Several days ago, researchers at Germany's University of Ulm published data validating a flaw suggested earlier by Rice professor Dan Wallach that allows you to nab and utilize authentication tokens for certain Google services leaked by Android over unsecured WiFi. In a nutshell, that means a hacker could view and modify your calendar and contact entries and see any photos you've got stored in Picasa's online component. It turns out that Android 2.3.4 moves Calendar and Contacts to encrypted connections, but Picasa remains unprotected as long as a bad guy's within range and he's sniffing packets -- and considering that the overwhelming majority of the world's Android devices are still running builds prior to 2.3.4, there's actually very little practical relevance to the fix at this point.
Of course, that underscores one of Android's biggest weaknesses: new features and performance improvements aside, Google's inability to quickly deploy security patches to every Android device around the world in a timely fashion is a particularly scary downside. It's one of the tangible benefits of Apple's monolithic, we-control-every-part-of-the-experience model -- and the recent global release of iOS 4.3.3 to "fix" location tracking underscores that particularly well.

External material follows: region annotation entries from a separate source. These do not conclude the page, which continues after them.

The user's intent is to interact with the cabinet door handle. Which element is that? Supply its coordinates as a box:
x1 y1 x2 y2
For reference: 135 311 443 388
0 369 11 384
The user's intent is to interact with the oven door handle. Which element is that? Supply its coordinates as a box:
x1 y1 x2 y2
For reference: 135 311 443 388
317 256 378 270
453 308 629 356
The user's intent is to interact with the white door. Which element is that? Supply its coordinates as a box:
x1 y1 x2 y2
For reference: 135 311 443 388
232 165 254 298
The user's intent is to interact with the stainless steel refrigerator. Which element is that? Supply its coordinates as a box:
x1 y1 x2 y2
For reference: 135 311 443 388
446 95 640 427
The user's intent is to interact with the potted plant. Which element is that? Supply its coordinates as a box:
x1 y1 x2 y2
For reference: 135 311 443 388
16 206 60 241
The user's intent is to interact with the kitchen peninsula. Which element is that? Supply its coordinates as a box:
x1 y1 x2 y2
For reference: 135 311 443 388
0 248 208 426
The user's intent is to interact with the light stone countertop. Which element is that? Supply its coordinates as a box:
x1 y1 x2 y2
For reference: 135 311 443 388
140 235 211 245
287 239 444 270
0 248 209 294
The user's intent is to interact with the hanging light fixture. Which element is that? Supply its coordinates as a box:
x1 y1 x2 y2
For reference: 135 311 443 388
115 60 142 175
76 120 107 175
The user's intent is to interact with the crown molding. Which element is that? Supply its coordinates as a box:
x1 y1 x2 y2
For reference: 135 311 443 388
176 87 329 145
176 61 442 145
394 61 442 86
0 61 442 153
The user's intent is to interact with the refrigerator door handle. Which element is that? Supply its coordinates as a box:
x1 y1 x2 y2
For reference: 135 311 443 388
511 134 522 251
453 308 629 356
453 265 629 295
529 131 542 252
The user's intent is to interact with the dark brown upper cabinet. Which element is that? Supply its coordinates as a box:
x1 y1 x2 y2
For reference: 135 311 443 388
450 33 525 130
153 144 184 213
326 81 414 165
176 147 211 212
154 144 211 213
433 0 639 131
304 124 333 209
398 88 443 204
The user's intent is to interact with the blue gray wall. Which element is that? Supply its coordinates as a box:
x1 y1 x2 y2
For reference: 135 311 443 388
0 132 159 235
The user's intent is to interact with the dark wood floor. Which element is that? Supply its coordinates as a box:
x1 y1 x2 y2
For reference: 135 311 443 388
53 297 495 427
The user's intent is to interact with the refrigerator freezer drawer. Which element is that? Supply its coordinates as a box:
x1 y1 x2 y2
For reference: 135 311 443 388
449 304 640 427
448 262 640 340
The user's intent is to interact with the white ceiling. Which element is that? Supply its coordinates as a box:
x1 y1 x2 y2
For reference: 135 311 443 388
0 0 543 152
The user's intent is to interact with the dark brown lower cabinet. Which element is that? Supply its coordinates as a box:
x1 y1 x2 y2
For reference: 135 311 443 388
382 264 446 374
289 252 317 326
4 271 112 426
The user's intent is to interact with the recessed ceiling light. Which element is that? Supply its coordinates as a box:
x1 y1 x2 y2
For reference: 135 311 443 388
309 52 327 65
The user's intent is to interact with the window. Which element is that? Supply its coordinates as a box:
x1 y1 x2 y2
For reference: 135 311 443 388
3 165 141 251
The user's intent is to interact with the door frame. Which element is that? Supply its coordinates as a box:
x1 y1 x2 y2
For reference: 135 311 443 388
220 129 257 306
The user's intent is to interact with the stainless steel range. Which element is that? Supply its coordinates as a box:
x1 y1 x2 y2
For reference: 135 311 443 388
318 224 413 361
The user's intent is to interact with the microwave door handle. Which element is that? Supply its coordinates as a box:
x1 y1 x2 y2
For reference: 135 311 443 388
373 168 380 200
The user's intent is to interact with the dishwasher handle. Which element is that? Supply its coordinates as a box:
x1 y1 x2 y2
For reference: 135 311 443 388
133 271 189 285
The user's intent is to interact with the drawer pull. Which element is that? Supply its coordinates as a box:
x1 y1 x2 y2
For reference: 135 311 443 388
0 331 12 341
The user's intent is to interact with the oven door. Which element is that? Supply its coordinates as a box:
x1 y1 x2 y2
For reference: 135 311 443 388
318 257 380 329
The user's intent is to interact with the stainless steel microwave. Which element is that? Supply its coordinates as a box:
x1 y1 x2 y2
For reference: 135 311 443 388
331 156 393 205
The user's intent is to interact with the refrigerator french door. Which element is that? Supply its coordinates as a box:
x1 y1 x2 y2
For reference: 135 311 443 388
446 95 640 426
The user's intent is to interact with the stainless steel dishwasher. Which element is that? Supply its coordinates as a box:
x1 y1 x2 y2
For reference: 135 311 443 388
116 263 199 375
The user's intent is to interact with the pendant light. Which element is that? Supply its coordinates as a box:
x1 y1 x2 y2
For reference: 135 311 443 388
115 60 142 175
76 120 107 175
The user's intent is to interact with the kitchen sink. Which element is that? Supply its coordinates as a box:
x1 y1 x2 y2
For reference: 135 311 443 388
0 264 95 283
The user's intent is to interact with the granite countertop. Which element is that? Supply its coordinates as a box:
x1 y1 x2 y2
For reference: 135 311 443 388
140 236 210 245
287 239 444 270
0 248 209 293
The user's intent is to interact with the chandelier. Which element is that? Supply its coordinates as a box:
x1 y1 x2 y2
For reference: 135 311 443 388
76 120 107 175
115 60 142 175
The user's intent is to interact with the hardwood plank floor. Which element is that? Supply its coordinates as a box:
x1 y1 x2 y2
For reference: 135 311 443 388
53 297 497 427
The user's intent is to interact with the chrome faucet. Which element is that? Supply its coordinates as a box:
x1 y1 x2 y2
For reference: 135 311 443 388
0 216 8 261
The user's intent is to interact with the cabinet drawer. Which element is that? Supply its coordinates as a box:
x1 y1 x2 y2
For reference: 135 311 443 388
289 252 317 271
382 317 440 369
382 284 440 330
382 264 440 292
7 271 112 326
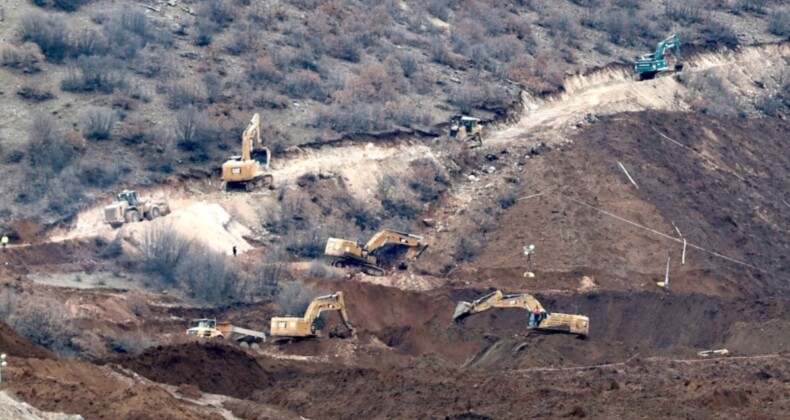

Well, in this case, Google's found a creative workaround: for Calendar and Contacts specifically, it's deploying a server-side fix instead, which speaks to the close relationship Android enjoys with the cloud services that ship on it. There's no user download, no OTA firmware update, nothing for carriers to approve, no red tape that takes months to cut. Picasa's vulnerability is still under investigation, but we can probably all agree that it's slightly less dangerous of a security flaw than the other two are (not much less dangerous, but a little). Here's the full statement out of Mountain View:
"Today we're starting to roll out a fix which addresses a potential security flaw that could, under certain circumstances, allow a third party access to data available in calendar and contacts. This fix requires no action from users and will roll out globally over the next few days."
That's great news -- but by all appearances, Google just "lucked out" here by the nature of the vulnerability. The firmware bureaucracy could still very well trip them up down the road, and that's something we're all hoping gets solved to some degree by the 18-month upgrade pact announced at I/O last week.